Сама не знаю, почему его слова меня ошеломили. На самом деле, почему бы ему не быть врачом. Я повнимательнее посмотрела на Сашу. Он уже окончил институт, шесть лет учился… Работает – в больнице! – кардиологом… Ничего себе.
– Да нет. Нет… – Я засмущалась и не знала, что сказать. Вот какая глупость. Ненавижу такое состояние.
– Давай я с тобой схожу, узнаем, как твоя мама. Да? – Саша спрашивал, а сам уже повернулся и пошел в сторону больницы, кивнув мне, как будто это я должна идти за ним, а не он за мной.
Нет, так дело не пойдет. Я обогнала его и пошла впереди. Я привыкла сама все решать. У нас в семье мужчины не было. Папа, приходящий в субботу или воскресенье, – не в счет. Он права голоса не имеет. Сам это знает. Наверно, это довольно странно. Получается, мы можем прожить без него, а он без нас – нет.
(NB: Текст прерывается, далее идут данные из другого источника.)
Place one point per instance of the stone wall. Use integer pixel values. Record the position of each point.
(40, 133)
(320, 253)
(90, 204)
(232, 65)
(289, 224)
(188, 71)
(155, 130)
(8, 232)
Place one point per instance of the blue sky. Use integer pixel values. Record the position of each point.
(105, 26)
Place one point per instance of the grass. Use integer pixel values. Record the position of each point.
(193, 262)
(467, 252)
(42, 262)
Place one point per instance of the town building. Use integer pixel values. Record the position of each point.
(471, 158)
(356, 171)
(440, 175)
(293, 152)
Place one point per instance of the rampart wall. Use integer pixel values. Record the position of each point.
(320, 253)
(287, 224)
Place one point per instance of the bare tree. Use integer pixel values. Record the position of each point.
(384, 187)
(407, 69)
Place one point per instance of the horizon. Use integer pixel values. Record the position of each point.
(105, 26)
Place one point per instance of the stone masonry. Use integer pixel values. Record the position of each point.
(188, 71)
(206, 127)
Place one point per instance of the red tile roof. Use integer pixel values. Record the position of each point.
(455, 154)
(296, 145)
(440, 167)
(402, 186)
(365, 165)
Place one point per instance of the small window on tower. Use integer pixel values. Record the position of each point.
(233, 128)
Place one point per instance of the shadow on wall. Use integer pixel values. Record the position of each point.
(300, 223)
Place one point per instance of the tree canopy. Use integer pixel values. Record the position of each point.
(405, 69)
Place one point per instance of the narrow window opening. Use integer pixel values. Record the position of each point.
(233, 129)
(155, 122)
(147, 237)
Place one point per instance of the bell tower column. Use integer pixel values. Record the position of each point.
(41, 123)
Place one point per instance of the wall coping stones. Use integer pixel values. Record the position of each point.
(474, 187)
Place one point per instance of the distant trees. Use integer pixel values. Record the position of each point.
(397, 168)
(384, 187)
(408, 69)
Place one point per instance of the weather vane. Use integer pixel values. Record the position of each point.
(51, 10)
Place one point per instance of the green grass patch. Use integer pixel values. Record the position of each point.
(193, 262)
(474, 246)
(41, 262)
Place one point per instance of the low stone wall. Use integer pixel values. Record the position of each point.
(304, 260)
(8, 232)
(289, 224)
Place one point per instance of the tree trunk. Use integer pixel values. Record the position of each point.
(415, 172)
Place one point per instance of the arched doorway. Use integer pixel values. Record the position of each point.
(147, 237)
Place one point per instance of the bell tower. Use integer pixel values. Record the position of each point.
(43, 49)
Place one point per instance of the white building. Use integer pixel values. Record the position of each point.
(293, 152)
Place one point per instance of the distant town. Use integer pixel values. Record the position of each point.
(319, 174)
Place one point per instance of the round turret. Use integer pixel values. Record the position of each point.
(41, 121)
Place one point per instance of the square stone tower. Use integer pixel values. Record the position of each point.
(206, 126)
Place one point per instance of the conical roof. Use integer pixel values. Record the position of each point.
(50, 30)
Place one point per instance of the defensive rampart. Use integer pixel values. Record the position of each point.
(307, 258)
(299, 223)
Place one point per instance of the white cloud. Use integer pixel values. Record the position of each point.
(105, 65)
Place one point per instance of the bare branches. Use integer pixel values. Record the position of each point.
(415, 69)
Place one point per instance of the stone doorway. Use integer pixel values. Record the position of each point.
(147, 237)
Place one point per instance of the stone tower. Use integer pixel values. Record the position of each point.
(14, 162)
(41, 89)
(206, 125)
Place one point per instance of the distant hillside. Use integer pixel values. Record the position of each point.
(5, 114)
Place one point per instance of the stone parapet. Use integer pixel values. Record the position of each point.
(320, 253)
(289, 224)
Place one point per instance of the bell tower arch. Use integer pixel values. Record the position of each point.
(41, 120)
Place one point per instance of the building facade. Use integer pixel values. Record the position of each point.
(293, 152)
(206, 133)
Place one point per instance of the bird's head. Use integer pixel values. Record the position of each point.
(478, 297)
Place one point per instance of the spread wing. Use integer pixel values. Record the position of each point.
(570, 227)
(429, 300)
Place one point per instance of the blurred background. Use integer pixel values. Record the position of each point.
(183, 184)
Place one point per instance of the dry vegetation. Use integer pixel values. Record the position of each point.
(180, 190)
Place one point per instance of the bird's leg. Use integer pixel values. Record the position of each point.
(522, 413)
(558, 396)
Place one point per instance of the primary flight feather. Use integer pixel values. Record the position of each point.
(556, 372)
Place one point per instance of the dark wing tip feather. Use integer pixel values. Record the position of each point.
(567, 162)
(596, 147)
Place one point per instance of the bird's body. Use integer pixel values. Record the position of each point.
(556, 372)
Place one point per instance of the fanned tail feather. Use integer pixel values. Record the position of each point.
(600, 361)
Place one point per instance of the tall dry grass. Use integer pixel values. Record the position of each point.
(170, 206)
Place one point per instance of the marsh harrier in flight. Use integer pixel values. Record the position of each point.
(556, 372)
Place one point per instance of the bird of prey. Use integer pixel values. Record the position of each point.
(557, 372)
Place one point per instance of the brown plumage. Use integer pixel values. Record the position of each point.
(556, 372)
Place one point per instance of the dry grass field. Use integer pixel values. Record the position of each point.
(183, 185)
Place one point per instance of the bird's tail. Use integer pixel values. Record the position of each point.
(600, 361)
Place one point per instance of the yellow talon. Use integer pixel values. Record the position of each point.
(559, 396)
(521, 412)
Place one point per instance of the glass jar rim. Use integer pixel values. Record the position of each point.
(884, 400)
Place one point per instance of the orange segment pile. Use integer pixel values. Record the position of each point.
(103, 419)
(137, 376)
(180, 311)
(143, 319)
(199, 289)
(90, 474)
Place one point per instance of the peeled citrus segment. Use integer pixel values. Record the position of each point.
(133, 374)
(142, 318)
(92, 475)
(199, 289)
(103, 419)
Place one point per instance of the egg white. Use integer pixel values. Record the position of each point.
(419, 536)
Или он не может жить с угрызениями совести? А если бы он меня не растил, его бы загрызла совесть? Когда я начинаю об этом думать, у меня портится настроение. А после сегодняшней ночи, после прочтения живописной истории встречи и расставания моих родителей, думать в эту сторону мне уж совсем не хотелось. Но при этом больше ни о чем не думалось.
Саша взял меня за локоть и чуть придержал.
– Ты не спала, не ела, вся извелась… Да?
Я пожала плечами. Не надо лезть ко мне в душу. Что вышло из того, что мой папа залез в душу к маме семнадцать лет назад? Родилась я. Хорошо это или плохо? Не знаю. Невозможно рассуждать на такие темы, взрывается голова.